Preben Drastrup has 300 organic sows on his farm in northern Denmark. He supplies pigs to Friland, which handles all organic and high welfare pigs and cattle within Danish Crown in Denmark and is the largest producer of organic meat in Europe.
Green fields, blue sky and lots of fresh air – all the things I appreciate as an organic pig farmer. A large proportion of Denmark’s conventional pork is exported, with the UK a key market, of course, but most of our organic meat ends up in southern Europe.
My primary concern, however, is taking care of my pigs and being able to make a living out of it. Perhaps that’s why I work a little harder, even though it costs more.
For example, I keep piglets with the sow for nine weeks instead of the seven required by Denmark’s organic production regulations, allowing two extra weeks with their mother. After nine weeks they enter the stable, which used to hold my cattle (prior to switching to pigs in 2006, I was a conventional milk producer for 25 years). It is now a big place for my pigs, where they have lots of straw to lie in and, of course, the opportunity to go outside when they need fresh air.

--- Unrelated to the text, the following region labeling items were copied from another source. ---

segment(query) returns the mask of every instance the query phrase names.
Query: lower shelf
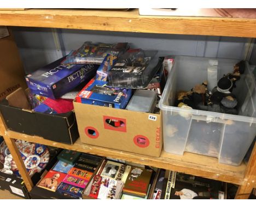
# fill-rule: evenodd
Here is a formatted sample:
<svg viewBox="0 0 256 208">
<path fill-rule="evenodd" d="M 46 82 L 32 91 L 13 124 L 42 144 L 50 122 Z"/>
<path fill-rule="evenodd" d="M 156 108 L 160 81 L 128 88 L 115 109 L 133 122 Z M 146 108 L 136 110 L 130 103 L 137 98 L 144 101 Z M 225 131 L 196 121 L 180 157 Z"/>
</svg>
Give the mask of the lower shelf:
<svg viewBox="0 0 256 208">
<path fill-rule="evenodd" d="M 237 185 L 242 184 L 246 168 L 244 163 L 240 166 L 219 164 L 217 158 L 189 152 L 185 152 L 184 155 L 179 156 L 170 154 L 162 150 L 160 157 L 155 157 L 88 145 L 82 143 L 80 138 L 74 144 L 70 145 L 12 131 L 7 131 L 6 134 L 13 139 L 109 157 Z"/>
</svg>

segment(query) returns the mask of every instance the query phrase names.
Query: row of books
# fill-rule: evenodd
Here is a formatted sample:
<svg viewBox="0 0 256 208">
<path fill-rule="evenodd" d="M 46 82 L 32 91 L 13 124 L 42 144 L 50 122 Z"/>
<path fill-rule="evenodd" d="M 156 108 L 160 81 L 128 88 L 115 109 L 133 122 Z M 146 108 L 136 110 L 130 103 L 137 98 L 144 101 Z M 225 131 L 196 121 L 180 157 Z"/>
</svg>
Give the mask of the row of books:
<svg viewBox="0 0 256 208">
<path fill-rule="evenodd" d="M 154 172 L 105 160 L 84 195 L 100 199 L 147 199 Z"/>
<path fill-rule="evenodd" d="M 37 186 L 75 199 L 225 199 L 224 183 L 64 150 Z"/>
<path fill-rule="evenodd" d="M 53 168 L 37 186 L 71 198 L 82 199 L 82 193 L 99 167 L 102 157 L 63 150 Z"/>
</svg>

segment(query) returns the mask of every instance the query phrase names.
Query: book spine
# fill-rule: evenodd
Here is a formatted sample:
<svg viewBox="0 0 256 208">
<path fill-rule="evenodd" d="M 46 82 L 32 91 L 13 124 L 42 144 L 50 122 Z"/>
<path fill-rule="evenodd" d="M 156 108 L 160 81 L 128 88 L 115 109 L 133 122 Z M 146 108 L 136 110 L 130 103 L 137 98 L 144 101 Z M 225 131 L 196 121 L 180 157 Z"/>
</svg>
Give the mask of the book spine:
<svg viewBox="0 0 256 208">
<path fill-rule="evenodd" d="M 175 187 L 175 181 L 176 180 L 177 172 L 175 171 L 170 171 L 168 177 L 166 191 L 165 192 L 165 199 L 170 199 L 171 195 L 171 190 Z"/>
</svg>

Being an organic farmer means everything to me. Had that opportunity not existed, I would not have been a farmer today.
When I started in farming, the concept of organic production did not exist. I was never a fan of chemicals – I did not spray my bees and never fertilised my grassland with fertiliser. At one point, one of my neighbours switched to organic production. I followed him and I have not regretted it for a moment.
It’s a hard business
Enjoyment and job satisfaction as an organic farmer is about much more than getting a higher price for my pigs. High animal welfare, the wellbeing of the pigs and the ability to supply the Danish consumers with organic meat are also important factors.
I would not be able to work inside a stable all day. I love to be outside and enjoy watching the pigs tumble on the ground with their noses in the mud throughout both summer and winter. The pigs don’t care if it rains or snows, and they will be just as active. It’s worse for the farmer, though, who must live with the fact he sometimes has to wade through 50cm-deep mud in the winter.
I enjoy the unpredictability, too. The other day, the power went off, so the animals ran out and were all over the place. Another day the tyre on a tractor punctured. Not one day looks like the last, and that is just wonderful. The same applies to the work in the field. Once you have drilled and sown in spring, you just take a breath and a relax until autumn. As an organic farmer, you just have to follow nature’s course.
I certainly don’t raise organic pigs for fun though. Being an ecologist is pure business, and I want the public to know about pigs and how the business works.
Educating the consumer
We must be proud of what we are doing – and be equally proud of showing it. I open up my farm for everyone who is curious about where meat comes from. This happens at the annual Sofari, where consumers are invited to Danish organic farms to experience the organic pig life. I also invite school classes in to speak to them about the business.
I’m currently looking for an extra member of staff – we have increased the number of sows from 200 to 300 and, of course, should still have a 37-hour working week! In addition, I have to take care of myself. I am 64 years old and would like to spend many more years being an organic farmer!